A Joyful Noise allows us to hang-out with Sun Ra in various high-vibration locations such as the Egyptian Room of the University of Pennsylvania’s anthropology museum, Baltimore’s Famous Ballroom and on the roof of Philadelphia’s International House to name but a few. In each of these locations, Sun Ra’s energy spills out, whether it be through his music, his Arkestra dance routines or his poetry.

https://youtu.be/HHjeIh6zIRA

You get the impression Sun Ra spouted this mystical spiel even when the cameras weren’t rolling. As he’s doing so, we can see a joyful smirk on Mr Ra’s face, almost as if he’s brushing off the confusion or perhaps getting into the deeper truth that’s unravelling out of him. I have to say his words and perspective make a thousand times more sense after receiving the teachings of psychedelics, specifically ayahuasca. Let’s dig deep; I’m going to have to get all me me me here, but don’t worry, it all relates.

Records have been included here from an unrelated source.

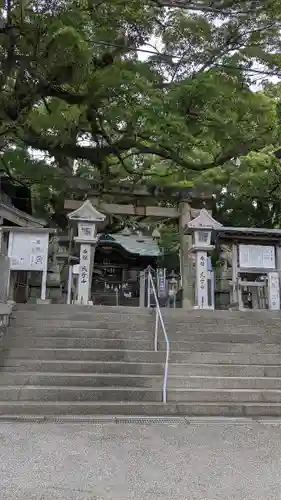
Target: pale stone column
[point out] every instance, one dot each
(235, 284)
(85, 275)
(87, 218)
(187, 268)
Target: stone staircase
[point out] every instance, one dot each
(59, 360)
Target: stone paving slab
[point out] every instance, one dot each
(212, 459)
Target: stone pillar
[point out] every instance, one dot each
(201, 229)
(186, 260)
(85, 273)
(87, 218)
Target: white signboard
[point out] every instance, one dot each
(273, 292)
(202, 279)
(28, 251)
(256, 256)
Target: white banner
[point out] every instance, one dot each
(257, 256)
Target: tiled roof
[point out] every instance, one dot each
(134, 243)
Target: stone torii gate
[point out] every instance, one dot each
(184, 213)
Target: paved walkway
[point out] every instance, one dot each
(188, 461)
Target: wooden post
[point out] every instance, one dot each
(235, 285)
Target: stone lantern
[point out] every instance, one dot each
(87, 219)
(201, 229)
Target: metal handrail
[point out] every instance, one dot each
(159, 317)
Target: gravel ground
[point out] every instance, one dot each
(202, 460)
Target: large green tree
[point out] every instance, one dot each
(73, 85)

From the last ten years or so of interacting with the ever mutating, throbbing pulsing, organic entity that we will call the global underground music scene, whether it be, playing in bands, putting on shows or making films, various artists that I’ve come across have tipped their hat to Mr Ra, including most recently Richard Dawson, who pointed out to me “There’s a reason why those costumes are ridiculous”. While I’ve come across many signposts pointing to Mr Ra and I might have dipped my toe in his cosmic pool, I have to be honest it’s only recently that I’ve become drenched in the stuff. Trying to write this article has helped.

It’s as if everything he’s spouting comes from a deeper place than Herman Blount (his rejected birth name). One of the vibes you get from this guy is that his consciousness is not only spilling out into his music, but his way of being too. Danny Thompson, sometime Arkestra member, is interviewed in his grocery store Pharaoh’s Den (which has an image of Sun Ra as a pharaoh on the shop sign) and talks with pride about the impact he has on the place he lives and works, illustrating that there wasn’t just a music career and legacy to preserve, but a community to serve.

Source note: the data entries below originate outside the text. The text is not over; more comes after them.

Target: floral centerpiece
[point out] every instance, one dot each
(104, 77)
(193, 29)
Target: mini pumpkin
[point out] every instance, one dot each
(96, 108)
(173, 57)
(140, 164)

“Of all the churches you’ve got, of all the schools you’ve got, of all the governments you’ve got, you’d suppose that they’d have a better planet than this… Well then, man has failed, spiritually, educationally governmentally… he’s failed… Well, I’m right here as a bridge for him to get help,” Sun Ra proclaims on a roof-top. On paper, this reads like the workings of a cult leader, a leader that produced hundreds of records and bought a community together that stills thrives today decades after his death in 1993 (the Arkestra will be touring the UK this summer).

One of the sentences captured in this film that keeps on ringing in my ear is “…music is a spiritual language and it represents the people of planet earth.” In the world of practising shamanism, working with the sacred plant-medicine ayahuasca, they use what is known as an ícaro during scared healing ceremonies, which are melodies that are given to indoctrinated shamans from plant spirits that are then sung by the shaman to help guide the struggling participants through the spirit world. The Peruvian artist and shaman Pablo Cesar Amerigo (1938) was reported to have said “ [the ícaro] is the sound of the universe — the planets, stars, comets and supernovas”.

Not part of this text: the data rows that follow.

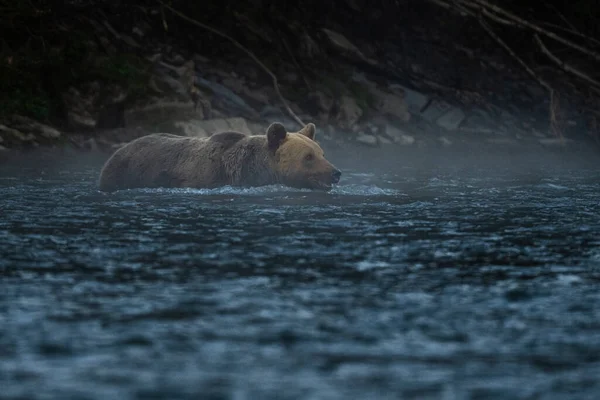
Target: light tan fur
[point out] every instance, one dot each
(227, 158)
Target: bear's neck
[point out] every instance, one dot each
(251, 163)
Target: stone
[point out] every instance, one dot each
(155, 114)
(27, 124)
(398, 136)
(10, 132)
(452, 119)
(342, 44)
(552, 142)
(308, 47)
(392, 105)
(388, 102)
(323, 102)
(414, 100)
(368, 140)
(445, 141)
(228, 98)
(206, 128)
(79, 121)
(384, 140)
(348, 112)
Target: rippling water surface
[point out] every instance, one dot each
(406, 284)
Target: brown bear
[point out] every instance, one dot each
(293, 159)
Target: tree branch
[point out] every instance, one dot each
(245, 50)
(566, 67)
(483, 4)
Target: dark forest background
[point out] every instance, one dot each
(467, 52)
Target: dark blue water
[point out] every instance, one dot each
(407, 283)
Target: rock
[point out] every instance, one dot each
(503, 141)
(452, 119)
(414, 100)
(12, 133)
(386, 102)
(398, 136)
(391, 104)
(91, 144)
(322, 102)
(369, 140)
(27, 124)
(78, 121)
(309, 48)
(155, 114)
(228, 98)
(348, 112)
(445, 141)
(206, 128)
(384, 140)
(552, 142)
(343, 45)
(85, 104)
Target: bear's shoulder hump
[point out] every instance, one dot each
(227, 139)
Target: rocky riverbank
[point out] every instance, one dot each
(421, 89)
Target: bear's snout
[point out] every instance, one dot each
(335, 175)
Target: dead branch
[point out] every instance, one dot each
(245, 50)
(566, 67)
(295, 62)
(553, 108)
(483, 4)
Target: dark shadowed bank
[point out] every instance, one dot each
(399, 78)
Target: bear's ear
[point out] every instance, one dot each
(276, 134)
(309, 131)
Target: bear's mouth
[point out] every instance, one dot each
(320, 185)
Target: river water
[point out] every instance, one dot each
(419, 281)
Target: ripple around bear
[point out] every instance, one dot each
(227, 158)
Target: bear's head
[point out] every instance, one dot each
(299, 160)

Something that you might need to experience your self to truly appreciate, nevertheless there’s a clear correlation between Mr Mystery and these indigenous cultures. When you look at the tin-foil hat wearer group, you can’t say that many of them have had such influence on the wider cultural spectrum as Sun Ra. Saying that one of the most notable things that comes to mind when glancing at the long list of artists that are influenced by Sun Ra is that although he comes from a world of jazz, Sun Ra’s influence on modern artistes doesn’t seem to be a direct musical relationship; more a mindset, a way of being. After all, they say real jazz isn’t like any other “jazz” that came before.

There’s one ride in this life-time and that’s it — well, there’s an infinite amount of after-rides, but there’s one thing for sure: there’ll never be another Sun Ra. We are blessed Robert Mugge spent those two years getting all this on celluloid. If you don’t dig his spiel, keep listening to the music and one day it might click.